Apropos of angels, I remember with intense delight one of Townsend's most characteristic sayings. In the course of a conversation which began on some mundane theme and drifted on to spiritual lines, I remember his suddenly throwing the noble horse of dialectic on to his haunches with the catastrophic remark: "Strachey, remember this. If there are angels, they have edges." Here was the whole man. The idler or the fool will think, or pretend to think, that this was simply ridiculous nonsense, and will pass on with the comment, "We are not amused." As a matter of fact, there was a great deal of good sense packed under a kind of semi- humorous hydraulic pressure in this amazing dictum.
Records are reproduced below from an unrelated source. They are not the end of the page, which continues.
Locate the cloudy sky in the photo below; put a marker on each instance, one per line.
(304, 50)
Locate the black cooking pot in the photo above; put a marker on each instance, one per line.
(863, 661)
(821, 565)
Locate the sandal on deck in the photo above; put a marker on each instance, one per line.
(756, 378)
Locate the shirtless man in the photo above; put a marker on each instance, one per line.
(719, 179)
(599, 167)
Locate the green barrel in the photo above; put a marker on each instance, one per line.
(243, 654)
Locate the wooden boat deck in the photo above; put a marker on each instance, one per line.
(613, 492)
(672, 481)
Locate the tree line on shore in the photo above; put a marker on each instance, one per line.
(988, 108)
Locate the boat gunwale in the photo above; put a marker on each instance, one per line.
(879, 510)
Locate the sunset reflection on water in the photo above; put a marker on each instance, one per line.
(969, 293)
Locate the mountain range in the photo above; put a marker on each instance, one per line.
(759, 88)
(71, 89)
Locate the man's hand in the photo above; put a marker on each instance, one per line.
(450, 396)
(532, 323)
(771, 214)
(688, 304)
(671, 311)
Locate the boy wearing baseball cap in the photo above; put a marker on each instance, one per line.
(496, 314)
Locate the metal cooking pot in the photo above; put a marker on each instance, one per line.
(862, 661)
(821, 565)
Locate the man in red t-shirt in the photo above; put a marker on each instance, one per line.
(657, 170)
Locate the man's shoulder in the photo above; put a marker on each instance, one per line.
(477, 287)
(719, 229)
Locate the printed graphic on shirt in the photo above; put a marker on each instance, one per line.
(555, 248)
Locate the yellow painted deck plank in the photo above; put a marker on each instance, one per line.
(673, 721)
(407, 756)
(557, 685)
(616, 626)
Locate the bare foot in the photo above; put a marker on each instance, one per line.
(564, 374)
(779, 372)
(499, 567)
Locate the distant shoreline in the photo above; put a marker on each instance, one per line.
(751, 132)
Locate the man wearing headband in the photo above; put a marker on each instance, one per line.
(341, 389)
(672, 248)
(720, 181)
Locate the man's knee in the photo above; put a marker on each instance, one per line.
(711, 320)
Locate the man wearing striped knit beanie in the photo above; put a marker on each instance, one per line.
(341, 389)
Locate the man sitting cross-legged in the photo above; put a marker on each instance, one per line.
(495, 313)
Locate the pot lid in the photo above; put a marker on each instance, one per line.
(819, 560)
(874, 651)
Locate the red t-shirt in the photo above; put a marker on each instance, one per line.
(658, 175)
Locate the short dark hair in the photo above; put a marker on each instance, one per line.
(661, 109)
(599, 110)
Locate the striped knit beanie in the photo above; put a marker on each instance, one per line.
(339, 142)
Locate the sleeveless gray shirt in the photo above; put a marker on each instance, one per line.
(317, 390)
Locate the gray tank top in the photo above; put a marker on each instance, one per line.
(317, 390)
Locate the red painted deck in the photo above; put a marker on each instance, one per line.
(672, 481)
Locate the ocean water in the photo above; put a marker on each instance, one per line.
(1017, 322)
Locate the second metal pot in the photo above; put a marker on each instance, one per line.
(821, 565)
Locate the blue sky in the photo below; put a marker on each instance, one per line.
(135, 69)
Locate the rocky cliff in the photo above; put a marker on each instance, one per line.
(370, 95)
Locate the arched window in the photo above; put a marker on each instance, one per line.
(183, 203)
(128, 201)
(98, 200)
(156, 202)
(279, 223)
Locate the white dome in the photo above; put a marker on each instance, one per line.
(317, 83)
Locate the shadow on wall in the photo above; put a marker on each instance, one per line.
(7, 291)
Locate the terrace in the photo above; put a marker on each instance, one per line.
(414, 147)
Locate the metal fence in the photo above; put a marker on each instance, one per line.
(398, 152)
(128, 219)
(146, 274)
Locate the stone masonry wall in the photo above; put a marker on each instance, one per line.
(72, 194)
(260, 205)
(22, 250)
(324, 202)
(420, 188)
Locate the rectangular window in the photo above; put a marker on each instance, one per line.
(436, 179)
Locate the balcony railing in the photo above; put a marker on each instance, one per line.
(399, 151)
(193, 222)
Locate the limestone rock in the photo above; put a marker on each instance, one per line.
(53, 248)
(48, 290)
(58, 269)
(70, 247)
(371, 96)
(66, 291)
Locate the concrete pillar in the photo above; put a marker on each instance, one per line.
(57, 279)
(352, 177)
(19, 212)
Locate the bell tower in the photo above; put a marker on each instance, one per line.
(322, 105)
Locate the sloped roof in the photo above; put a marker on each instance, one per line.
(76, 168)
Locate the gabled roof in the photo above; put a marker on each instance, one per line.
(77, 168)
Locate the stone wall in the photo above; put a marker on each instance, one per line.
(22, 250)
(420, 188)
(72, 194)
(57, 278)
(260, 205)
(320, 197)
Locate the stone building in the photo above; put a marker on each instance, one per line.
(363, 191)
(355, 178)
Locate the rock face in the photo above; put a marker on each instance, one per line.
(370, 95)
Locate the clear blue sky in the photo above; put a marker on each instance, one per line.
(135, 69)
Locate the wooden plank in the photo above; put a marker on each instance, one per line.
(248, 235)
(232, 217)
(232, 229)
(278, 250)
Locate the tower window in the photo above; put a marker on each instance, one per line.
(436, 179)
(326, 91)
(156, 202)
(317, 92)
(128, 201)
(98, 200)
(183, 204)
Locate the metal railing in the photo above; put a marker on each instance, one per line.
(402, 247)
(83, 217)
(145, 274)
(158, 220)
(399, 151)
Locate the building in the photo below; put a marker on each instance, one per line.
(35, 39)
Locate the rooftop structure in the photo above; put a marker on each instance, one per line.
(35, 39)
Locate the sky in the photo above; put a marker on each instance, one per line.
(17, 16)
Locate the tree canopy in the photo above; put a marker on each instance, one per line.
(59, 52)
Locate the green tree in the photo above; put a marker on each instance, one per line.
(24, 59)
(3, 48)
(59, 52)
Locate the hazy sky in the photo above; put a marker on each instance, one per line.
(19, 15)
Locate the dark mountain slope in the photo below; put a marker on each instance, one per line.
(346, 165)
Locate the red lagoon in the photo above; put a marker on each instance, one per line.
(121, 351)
What he meant was that if there were angels, they were not vague, fluid, evanescent creatures, some times part of a general angelic reservoir and sometimes in single samples, but definite personalities. His was only a fierce and violent way of saying what Tennyson said so exquisitely in the immortal lines:

Eternal form shall still divide

The eternal soul from all beside,

And I shall know him when we meet.

There can be no eternal form without an edge. The edge, the dividing- line, is the essential thing in individuals, and Townsend's mind had pounced upon this as a cat will fall like a thunderbolt upon a mouse. It was in this vivid, practical way that his mind worked. He jumped all the intermediate things and came out with the essential in his mouth. But those who had slow or atrophied minds and did not see the process often failed to recognise what he was after, or what a clever kill he had made.